[Coral-List] Is there data to indicate an electronic ICRS would be valuable?

Lescinsky, Halard hlescinsky at otterbein.edu
Sun Mar 15 14:57:59 UTC 2020


While the Carbon footprint and (now) health repercussions of in-person conferences are certainly worth considering, it would be naïve to suggest, without any sort of data, that a teleconference would accomplish the same goals as an in-person conference.  Does anyone have any assessment data that compares the effectiveness of in-person vs electronic conferences?  As a teacher I know that just making something available on-line is very different from someone actively participating and learning.  Electronic chatrooms might be equivalent to the casual brainstorming that occurs over coffee and a Danish, but is there any evidence to suggest that this is true?   The oft repeated mantra is that conferences are primarily for networking (particularly for young scientists).  It might be possible to do this electronically- but does it actually happen?

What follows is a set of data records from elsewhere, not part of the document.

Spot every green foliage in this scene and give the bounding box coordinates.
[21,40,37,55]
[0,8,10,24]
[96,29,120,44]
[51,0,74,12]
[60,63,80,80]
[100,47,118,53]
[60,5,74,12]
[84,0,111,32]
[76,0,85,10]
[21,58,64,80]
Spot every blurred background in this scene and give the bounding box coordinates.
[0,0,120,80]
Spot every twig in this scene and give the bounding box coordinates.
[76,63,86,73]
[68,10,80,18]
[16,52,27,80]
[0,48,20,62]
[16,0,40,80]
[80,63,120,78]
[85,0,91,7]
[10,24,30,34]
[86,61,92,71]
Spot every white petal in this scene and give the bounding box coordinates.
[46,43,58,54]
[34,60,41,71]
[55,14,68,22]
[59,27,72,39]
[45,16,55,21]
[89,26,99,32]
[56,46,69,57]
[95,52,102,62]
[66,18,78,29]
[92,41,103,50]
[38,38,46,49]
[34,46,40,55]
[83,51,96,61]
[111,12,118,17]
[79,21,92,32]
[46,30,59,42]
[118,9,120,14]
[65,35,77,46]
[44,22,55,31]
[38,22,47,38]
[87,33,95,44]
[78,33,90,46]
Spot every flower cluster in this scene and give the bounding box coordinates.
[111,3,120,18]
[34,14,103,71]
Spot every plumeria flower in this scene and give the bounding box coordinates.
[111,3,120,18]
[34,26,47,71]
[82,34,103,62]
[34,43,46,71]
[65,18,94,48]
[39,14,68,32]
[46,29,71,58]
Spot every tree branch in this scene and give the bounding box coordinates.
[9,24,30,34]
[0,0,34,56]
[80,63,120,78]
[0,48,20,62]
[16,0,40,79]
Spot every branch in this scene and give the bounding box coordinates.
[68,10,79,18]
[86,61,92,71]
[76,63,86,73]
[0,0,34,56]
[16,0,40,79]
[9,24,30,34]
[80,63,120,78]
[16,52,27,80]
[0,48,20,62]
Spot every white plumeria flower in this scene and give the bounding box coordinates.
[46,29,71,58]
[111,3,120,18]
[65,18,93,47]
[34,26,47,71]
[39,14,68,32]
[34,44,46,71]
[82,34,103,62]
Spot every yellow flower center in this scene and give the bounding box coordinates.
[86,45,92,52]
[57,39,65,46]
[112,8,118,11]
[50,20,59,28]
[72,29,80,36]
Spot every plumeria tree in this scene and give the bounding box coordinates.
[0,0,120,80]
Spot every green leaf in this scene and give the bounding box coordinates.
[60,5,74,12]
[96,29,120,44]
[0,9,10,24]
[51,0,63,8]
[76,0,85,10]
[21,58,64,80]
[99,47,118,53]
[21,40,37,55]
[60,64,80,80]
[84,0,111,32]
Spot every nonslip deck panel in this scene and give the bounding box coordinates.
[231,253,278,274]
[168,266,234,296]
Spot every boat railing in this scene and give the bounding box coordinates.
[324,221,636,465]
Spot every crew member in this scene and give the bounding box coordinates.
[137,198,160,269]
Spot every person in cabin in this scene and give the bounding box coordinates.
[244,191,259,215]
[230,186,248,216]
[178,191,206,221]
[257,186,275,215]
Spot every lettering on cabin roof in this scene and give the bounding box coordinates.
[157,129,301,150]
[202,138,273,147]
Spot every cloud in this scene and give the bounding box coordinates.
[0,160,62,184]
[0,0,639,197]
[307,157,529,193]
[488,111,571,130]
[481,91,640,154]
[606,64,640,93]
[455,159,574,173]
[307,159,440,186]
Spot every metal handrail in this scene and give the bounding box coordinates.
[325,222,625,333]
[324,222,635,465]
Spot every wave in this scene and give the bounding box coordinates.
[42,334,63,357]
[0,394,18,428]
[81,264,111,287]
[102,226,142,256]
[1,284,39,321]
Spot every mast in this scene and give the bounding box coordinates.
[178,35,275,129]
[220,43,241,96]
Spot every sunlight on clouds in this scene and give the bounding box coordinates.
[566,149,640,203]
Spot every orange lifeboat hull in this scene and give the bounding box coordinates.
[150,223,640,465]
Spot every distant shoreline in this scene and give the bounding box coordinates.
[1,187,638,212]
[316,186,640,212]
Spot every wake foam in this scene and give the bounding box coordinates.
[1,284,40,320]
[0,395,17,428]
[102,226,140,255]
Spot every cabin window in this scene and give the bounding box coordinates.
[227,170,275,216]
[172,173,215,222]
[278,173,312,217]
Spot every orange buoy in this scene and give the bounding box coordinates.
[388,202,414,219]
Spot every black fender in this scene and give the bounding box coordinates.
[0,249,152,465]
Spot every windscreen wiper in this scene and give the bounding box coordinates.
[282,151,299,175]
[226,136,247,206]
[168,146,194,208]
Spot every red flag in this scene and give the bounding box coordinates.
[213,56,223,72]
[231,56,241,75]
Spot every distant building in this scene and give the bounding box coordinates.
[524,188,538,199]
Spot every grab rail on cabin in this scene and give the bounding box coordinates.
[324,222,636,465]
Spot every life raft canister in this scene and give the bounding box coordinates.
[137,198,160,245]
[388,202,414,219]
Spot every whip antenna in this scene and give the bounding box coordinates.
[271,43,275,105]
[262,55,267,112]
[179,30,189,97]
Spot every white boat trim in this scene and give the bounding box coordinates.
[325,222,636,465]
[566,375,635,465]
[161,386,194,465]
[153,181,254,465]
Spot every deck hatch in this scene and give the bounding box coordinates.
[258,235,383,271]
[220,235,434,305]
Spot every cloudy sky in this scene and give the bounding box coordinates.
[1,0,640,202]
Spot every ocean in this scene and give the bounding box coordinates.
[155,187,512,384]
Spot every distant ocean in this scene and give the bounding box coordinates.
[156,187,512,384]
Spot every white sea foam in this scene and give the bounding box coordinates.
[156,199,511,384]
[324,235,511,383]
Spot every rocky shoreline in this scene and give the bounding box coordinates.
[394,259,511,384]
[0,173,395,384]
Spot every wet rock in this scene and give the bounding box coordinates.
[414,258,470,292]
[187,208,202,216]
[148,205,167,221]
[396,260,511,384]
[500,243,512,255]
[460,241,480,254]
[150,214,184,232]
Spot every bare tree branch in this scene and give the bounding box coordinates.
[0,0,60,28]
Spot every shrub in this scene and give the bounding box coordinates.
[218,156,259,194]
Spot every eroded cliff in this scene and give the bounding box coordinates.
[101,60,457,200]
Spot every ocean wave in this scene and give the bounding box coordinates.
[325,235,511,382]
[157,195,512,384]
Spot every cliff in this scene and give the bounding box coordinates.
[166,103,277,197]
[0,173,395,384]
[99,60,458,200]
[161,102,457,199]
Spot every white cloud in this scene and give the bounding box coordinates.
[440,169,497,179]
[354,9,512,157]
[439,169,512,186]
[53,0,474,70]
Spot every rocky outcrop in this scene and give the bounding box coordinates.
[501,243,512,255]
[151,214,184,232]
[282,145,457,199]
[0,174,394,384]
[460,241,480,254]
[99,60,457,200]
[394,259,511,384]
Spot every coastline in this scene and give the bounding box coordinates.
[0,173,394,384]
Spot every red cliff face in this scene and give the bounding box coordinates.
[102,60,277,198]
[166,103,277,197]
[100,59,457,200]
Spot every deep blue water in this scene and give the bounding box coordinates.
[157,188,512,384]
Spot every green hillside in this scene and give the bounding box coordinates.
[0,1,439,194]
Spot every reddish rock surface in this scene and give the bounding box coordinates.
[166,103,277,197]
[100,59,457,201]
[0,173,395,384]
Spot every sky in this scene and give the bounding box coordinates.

My more scientific concern about teleconferences, is one that I posted on Coral List several years ago when there was similar discussion about ICRS going electronic.  I think each person keeps current in their particular subfield pretty well, but the real value of an ICRS is the exposure to all the other subfields of coral reef science, the ones we don’t know as well.    The co-mingling of ideas and the updates in areas we haven’t thought much about are the key value (beyond networking) of a big multidisciplinary conference such as ICRS.  An electronic conference would be more like an electronic newspaper, where people tend to only read the stories they immediately connect with.  Sure, the same happens to some extent with multiple concurrent sessions at a big meeting, but the bottom line is that at a physical conference, attendees are stuck there for several days, and just walking around, or getting stuck in a session they hadn’t planned to go to, they are exposed to a breadth of topics they wouldn’t have otherwise considered.

Perhaps scientists would lock themselves in their individual offices and live and breathe reef science of all types for the better part of a week, but I doubt if any of us actually would.  Just because something can be done technologically, doesn’t mean it will have the same value and utility to the attendees.  I’d want some data about how useful an electronic conference would actually be, before scrapping a face to face conference.  Of course if Corona renders a face to face conference impossible, than an electronic option might be better than nothing, but it’s naïve to think such an e-conference would be comparable in value unless robust assessment data suggested otherwise.